Keputusan impor komoditas pangan yang dilakukan oleh pemerintah Indonesia semata-mata untuk memenuhi kebutuhan masyarakat. Kebutuhan bahan pokok relatif meningkat tiap bulannya. Ditambah bencana alam yang datang bergilir dari tahun ke tahun memaksa pemerintah harus selalu waspada dengan menyiapkan cadangan bahan pokok yang tidak sedikit. Dengan keterbatasan produksi dalam negeri, pemerintah terpaksa impor.
Impor diputuskan setelah melalui proses panjang dan disepakati atas dasar rekomendasi kementerian terkait, diputuskan dalam forum rakortas dengan acuan data ketersediaan barang yang ada di dalam negeri.

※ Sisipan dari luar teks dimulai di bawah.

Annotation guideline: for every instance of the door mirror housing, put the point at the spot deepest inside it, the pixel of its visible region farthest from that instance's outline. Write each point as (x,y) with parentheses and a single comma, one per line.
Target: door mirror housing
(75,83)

Ini menunjukkan, impor bukanlah keputusan yang mematikan sektor produksi, namun sebagai penambal apabila terjadi gagal panen.
Namun memang kebijakan impor harus diawasi karena tidak menutup kemungkinan ada oknum tertentu yang bermain dalam prosesi alur impor sampai tatanan distribusi. Seperti halnya kasus peredaran gula kristal rafinasi di pasar yang baru-baru ini terkuak ke media. Di lansir dalam harian kompas:
Kementerian Perdagangan ( Kemendag) bekerja sama dengan Bareskrim Polri mengamankan gula kristal rafinasi (GKR) sebanyak 44,75 ton dengan berbagai merek dari distributor di wilayah Jawa Tengah, Jawa Timur, dan Daerah Istimewa Yogyakarta (DIY). Pengamanan ini merupakan pengembangan dari hasil pengawasan Direktorat Jenderal Perlindungan Konsumen dan Tertib Niaga (Ditjen PKTN) Kemendag terhadap peredaran GKR yang merembes ke pasar pada periode semester II tahun 2017 hingga semester I tahun 2018.
Sebagai infromasi, GKR hanya dapat digunakan untuk keperluan bahan baku industri dan dilarang diperjualbelikan di pasar eceran. Distribusi GKR diatur melalui Undang-Undang Nomor 7 Tahun 2014 tentang Perdagangan, Peraturan Menteri Perdagangan Nomor 74/M-DAG/PER/9/2015 Tentang Perdagangan Antarpulau Gula Kristal Rafinasi, serta Peraturan Menteri Perdagangan Nomor 117/M-DAG/PER/12/2015 tentang Ketentuan Impor Gula.
Kementerian Perindustrian yang merekomendasi impor GKR untuk kebutuhan pengembangan industri di Indonesia. GKR yang beredar di pasaran justru menganggu dan menyaingi penjualan gula produksi lokal. Maka dari itu Kementerian Perdagangan sigap bergerak menghentikan peredaran demi menjaga kestabilan perdagangan gula lokal.
Sama halnya seperti polemik beras impor yang terjadi sekarang ini, beras yang diimpor sama sekali tidak mengganggu beras nasional yang di jual di pasaran. Bulog sebagai lembaga yang mengeksekusi kegiatan impor ini, menjadikan beras impor sebagai beras cadangan yang disimpan di gudang mereka. Untuk apa? Untuk operasi pasar apabila harga melonjak naik. Juga rastra apabila terjadi bencana alam dan stok berkurang.